I recently read an article by Clark Hill Lawyer, David. G. Ries and John Simek that succinctly outlined the burden demanded of people housing sensitive data.
The key points involved in the post is that encrypting your computers and mobile devices is a must because of the common occurrence of device theft and the host of GDPR, HIPAA and other data that most businesses house on their devices.
By having encryption turned on, the data and contents of any missing devices will be inaccessible to the thieves and criminals (and is therefore not subject to the legal ramifications associated with client data protection).

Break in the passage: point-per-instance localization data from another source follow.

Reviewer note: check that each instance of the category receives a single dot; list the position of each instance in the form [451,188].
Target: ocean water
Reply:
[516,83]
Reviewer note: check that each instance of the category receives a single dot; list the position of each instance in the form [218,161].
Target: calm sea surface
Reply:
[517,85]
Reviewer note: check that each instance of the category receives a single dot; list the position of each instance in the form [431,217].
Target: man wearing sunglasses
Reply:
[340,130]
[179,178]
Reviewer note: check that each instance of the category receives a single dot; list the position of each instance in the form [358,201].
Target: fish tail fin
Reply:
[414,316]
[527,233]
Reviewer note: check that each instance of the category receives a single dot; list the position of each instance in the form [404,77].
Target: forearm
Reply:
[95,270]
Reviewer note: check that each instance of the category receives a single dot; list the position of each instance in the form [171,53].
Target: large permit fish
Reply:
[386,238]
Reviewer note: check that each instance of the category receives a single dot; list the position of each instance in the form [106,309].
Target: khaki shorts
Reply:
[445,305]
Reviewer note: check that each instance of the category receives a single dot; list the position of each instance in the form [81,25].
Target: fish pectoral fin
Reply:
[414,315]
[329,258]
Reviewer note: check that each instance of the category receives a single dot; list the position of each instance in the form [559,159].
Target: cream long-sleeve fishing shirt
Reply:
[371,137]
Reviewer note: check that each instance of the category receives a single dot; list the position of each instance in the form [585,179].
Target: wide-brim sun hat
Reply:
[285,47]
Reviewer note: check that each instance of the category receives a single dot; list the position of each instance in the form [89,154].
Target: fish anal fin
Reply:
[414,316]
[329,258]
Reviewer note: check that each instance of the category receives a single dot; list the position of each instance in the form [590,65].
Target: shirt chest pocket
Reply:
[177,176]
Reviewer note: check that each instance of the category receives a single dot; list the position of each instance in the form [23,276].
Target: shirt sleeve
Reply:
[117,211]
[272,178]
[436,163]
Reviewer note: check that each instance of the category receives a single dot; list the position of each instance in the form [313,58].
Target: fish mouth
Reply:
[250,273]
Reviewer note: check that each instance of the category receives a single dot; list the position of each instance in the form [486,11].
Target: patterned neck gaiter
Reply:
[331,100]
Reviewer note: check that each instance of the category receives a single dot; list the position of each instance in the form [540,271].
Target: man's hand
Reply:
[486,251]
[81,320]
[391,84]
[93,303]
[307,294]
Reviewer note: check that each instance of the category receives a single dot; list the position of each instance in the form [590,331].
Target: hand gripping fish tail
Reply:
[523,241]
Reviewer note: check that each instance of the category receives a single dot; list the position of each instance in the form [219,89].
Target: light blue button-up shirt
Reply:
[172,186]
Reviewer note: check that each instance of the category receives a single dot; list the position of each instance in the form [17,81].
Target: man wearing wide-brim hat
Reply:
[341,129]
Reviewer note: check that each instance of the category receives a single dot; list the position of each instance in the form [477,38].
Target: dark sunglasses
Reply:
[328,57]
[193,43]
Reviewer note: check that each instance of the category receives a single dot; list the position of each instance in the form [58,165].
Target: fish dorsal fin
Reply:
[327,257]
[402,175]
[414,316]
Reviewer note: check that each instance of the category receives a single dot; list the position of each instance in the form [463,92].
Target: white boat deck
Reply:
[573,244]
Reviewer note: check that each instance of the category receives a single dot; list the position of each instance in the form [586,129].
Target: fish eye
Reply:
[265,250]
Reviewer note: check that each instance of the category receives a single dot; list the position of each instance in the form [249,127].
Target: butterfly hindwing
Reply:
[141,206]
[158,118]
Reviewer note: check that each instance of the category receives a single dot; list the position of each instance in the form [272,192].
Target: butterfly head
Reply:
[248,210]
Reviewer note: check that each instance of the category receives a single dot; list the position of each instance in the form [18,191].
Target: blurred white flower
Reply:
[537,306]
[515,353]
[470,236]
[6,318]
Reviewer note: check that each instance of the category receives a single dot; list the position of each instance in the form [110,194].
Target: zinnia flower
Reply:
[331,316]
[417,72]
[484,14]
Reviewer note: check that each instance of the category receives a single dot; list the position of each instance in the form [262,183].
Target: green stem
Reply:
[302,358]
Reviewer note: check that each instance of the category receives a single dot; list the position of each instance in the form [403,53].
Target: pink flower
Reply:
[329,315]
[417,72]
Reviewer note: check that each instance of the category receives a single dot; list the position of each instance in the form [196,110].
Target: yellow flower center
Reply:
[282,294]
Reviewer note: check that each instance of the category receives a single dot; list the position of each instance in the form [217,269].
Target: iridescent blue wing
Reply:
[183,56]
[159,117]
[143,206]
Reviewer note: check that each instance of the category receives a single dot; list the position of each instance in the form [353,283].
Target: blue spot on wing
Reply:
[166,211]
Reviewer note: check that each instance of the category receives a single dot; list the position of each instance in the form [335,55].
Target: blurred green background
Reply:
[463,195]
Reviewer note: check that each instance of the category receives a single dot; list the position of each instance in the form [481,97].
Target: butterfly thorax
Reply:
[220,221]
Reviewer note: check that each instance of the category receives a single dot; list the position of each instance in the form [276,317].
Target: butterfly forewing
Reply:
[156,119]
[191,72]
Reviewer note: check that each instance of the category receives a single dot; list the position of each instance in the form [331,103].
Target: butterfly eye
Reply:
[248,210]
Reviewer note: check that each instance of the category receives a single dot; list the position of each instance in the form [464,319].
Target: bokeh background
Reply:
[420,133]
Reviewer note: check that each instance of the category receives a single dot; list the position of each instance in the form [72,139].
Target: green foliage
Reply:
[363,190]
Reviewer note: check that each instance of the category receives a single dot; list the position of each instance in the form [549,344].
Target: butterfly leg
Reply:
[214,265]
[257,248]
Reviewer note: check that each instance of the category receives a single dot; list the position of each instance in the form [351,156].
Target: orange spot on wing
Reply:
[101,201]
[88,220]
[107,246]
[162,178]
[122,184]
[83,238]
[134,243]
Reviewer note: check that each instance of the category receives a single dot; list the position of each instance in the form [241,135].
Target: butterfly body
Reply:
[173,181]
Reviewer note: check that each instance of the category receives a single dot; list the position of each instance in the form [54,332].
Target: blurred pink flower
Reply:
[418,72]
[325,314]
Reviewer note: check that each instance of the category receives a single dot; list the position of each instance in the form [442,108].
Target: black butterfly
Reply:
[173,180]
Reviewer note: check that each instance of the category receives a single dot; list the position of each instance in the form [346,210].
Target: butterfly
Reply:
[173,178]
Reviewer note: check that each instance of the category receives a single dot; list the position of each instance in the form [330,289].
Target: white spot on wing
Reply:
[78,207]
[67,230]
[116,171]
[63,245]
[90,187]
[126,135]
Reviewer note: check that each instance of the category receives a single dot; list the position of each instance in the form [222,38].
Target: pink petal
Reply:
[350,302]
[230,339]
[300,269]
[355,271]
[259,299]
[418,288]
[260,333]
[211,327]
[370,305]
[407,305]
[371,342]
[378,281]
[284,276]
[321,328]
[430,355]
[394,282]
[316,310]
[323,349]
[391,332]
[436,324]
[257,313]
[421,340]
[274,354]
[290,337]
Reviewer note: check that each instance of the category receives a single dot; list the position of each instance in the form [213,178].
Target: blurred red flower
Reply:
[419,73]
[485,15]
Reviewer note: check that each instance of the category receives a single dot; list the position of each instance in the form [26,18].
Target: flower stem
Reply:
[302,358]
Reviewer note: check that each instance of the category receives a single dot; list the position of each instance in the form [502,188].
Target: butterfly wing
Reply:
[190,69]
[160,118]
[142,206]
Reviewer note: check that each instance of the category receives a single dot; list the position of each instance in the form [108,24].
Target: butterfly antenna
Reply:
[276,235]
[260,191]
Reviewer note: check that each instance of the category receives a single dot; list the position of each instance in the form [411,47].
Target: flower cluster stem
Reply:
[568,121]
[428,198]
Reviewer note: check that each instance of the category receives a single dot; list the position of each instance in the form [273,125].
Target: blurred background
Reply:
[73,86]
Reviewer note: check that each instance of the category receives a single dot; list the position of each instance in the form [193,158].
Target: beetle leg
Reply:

The Legal Implications of not protecting that data
LME recently cited a court case where a Texas cancer center had to pay 4.3 Million in fines because of nothing other than missing devices.
The legal ramifications associated with client data being housed on your computers is that the onus is on you and simply claiming ignorance about the subject does not protect you from the legal responsibility.
Because Encryption is a common technique and because it can enable will little fuss, there is no excuse to not protecting your data and yourself from the litigation associated with poorly protected devices.
When encryption is turned on, you’ve proven that the stolen device and its data was properly protected against the risks of a misplaced or stolen laptop.
The Simple yet vital ways to encrypt
Encryption can be incorporated in many ways but most new machines have an encryption option at the BIOS level which, when turned on, will encrypt the device and make it so the contents of the hard drive are unreadable without the encryption password.
Windows 10 also has a built-in Encryption option called BitLocker which allows you to encrypt your hard drive at a software level.
There is also the 3rd option of encrypting files on an individual level in the instance that there are only a handful of items that you are worried about.
The key is to apply encryption at the highest level possible, so that should a worst-case scenario like a stolen or lost laptop happen, you can rest assured that the device and its contents are un-usable to the thieving parties.